Gonzales found not guilty

Arthur Gonzales is joined by supporters on Thursday as he walks to the Stafford courthouse for day four of his trial.

Shortly after 1 p.m. Friday, Arthur Gonzales was in a Five Guys restaurant near the Stafford County courthouse, sharing long embraces with his sons.

The former FBI agent had spent the morning in a Stafford courtroom, listening to the closing arguments of a trial where he stood accused of voluntary manslaughter for killing his estranged wife, Julie Serna Gonzales.

He knew the charge could land him in prison for up to 10 years. He also knew that when lunch was over, he would return to the courtroom to hear the verdict that would determine his future.

About an hour later, Judge Sarah Deneke found him not guilty. Gonzales left the courtroom a free man.

Deneke’s decision ended a long legal ordeal that began on April 19, 2013, when Gonzales fired four shots into his 42-year-old wife.

He claimed he acted in self-defense after she attacked him with a knife.

Commonwealth’s Attorney Eric Olsen insisted that Julie Gonzales was killed without justification and that her husband manipulated the crime scene to fit his story, including placing a knife in her hand after she was dead.

Two juries were unable to reach a decision in previous trials, so Olsen and defense attorney Mark Gardner agreed to let Deneke make the decision this time.

After a five-day trial, Deneke’s decision started with a 35-minute explanation in which she described how she evaluated the reams of evidence. At the end, she said the defense had raised enough reasonable doubt that she was required by law to find Gonzales not guilty.

Both sides put on essentially the same cases they’d put on before, though much of the evidence this time was in the form of transcripts from previous trials.

In a closing argument that lasted well over an hour Friday, Olsen again described what he claimed was a clear case of unjustifiable homicide.

He said that the process that resulted in Julie Gonzales’ death started in 2010, when Arthur Gonzales left an FBI office in New Mexico to work at the FBI Academy in Quantico.

Gonzales led his wife to believe he was making the move for the benefit of their failing marriage, Olsen said, but he told at least two people that he was planning to divorce her and liked his chances for custody of their two sons better in Virginia.

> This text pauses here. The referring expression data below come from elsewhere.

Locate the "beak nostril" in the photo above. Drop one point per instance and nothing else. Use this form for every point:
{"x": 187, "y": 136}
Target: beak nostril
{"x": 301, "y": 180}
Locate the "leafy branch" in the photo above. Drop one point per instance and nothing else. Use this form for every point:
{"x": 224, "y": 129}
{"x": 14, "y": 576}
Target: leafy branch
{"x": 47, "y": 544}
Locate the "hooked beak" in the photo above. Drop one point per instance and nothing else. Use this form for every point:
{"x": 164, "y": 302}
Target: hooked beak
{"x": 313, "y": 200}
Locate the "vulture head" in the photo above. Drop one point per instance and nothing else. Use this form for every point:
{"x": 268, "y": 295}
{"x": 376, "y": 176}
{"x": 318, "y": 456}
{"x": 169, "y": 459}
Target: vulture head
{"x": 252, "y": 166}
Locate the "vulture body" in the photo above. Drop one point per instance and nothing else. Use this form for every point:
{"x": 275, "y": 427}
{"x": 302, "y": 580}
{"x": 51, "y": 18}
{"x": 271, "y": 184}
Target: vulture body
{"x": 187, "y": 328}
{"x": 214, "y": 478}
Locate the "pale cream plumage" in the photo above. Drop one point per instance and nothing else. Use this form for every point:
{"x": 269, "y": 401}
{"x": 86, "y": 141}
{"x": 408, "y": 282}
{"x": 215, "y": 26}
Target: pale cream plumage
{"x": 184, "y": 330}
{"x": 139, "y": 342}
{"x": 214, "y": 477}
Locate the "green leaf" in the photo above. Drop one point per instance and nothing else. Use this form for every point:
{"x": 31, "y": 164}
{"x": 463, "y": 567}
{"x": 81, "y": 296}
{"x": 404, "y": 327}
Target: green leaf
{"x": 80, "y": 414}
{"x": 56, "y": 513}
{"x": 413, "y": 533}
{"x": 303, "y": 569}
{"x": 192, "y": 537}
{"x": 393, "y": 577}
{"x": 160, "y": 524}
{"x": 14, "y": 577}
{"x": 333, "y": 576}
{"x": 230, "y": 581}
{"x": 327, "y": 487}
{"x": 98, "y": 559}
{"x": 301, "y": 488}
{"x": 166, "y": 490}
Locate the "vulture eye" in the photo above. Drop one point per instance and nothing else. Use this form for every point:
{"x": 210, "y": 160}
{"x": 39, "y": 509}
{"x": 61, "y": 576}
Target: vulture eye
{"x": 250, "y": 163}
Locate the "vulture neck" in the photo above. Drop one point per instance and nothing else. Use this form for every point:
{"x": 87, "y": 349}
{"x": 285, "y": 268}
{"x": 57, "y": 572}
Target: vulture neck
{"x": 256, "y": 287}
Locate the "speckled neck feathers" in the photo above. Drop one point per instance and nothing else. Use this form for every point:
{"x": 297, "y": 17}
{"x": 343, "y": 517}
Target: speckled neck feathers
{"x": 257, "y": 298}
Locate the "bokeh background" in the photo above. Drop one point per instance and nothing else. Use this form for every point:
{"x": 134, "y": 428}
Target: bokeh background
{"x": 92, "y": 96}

By the time he filed for divorce in 2012, Olsen said, text messages and other evidence showed that Gonzales was already deeply in love with a young woman in her 20s, Cara Kast.

According to testimony, Arthur Gonzales and Cast stopped dating toward the end of that year after he learned that Kast was dating another FBI agent, who she eventually married.

But by March of 2013, Kast was back in Gonzales’ life and “he was happy,” Olsen said. “His life was on the path he wanted it to be.”

The fatal April 19 confrontation came after Gonzales returned to their Alderwood Drive home in Stafford that afternoon and found Julie Gonzales there.

Julie Gonzales, who was not supposed to be in the home without her husband’s permission, had reportedly come to see their dog and to get some clothes.

Arthur Gonzales said she suddenly became violent during a discussion about speeding up their divorce. Olsen suggested that Gonzales was really upset because she had found Kast’s undergarments in the bedroom and feared that might hinder his custody efforts.

Olsen said Gonzales was also distraught because he had found out less than 36 hours earlier that Kast was again seeing the other man.

“It was the beginning of the end of the life he’d imagined, and Julie Gonzales paid the price for it,” Olsen said.

Gardner urged the judge to look beyond the emotion of the case and simply apply the law. He said such things as Gonzales’ failed marriage and his relationship with Kast weren’t critical.

“What happened in that kitchen is what’s important, and the evidence does not disprove Art’s story,” Gardner said.

Deneke said the scientific evidence was the most important consideration for her, especially the testimony about a “shored” wound.

A shored wound, experts testified, occurs when a bullet travels through a body and is stopped by a hard surface.

The prosecution insisted that the hard surface was the floor, proving that Julie Gonzales was on her back when at least one of the shots hit her. Former state Chief Medical Examiner Marcella Fierro backed the prosecution’s theory.

But defense attorneys used experts who countered that the bra Julie Gonzales was wearing could have caused the shored wound.

Deneke said that although she believes it is likely that the bullet was stopped by the floor, the defense had done enough to raise reasonable doubt.

“There is no reasonable or rational explanation for what happened,” Deneke said. “The only thing I’m 100 percent sure of is that Julie Gonzales should not be dead.”

Gardner later called it the most “grueling” criminal case he’d ever handled. He said that even though Gonzales has been cleared, the ordeal cost him his career and most of his assets.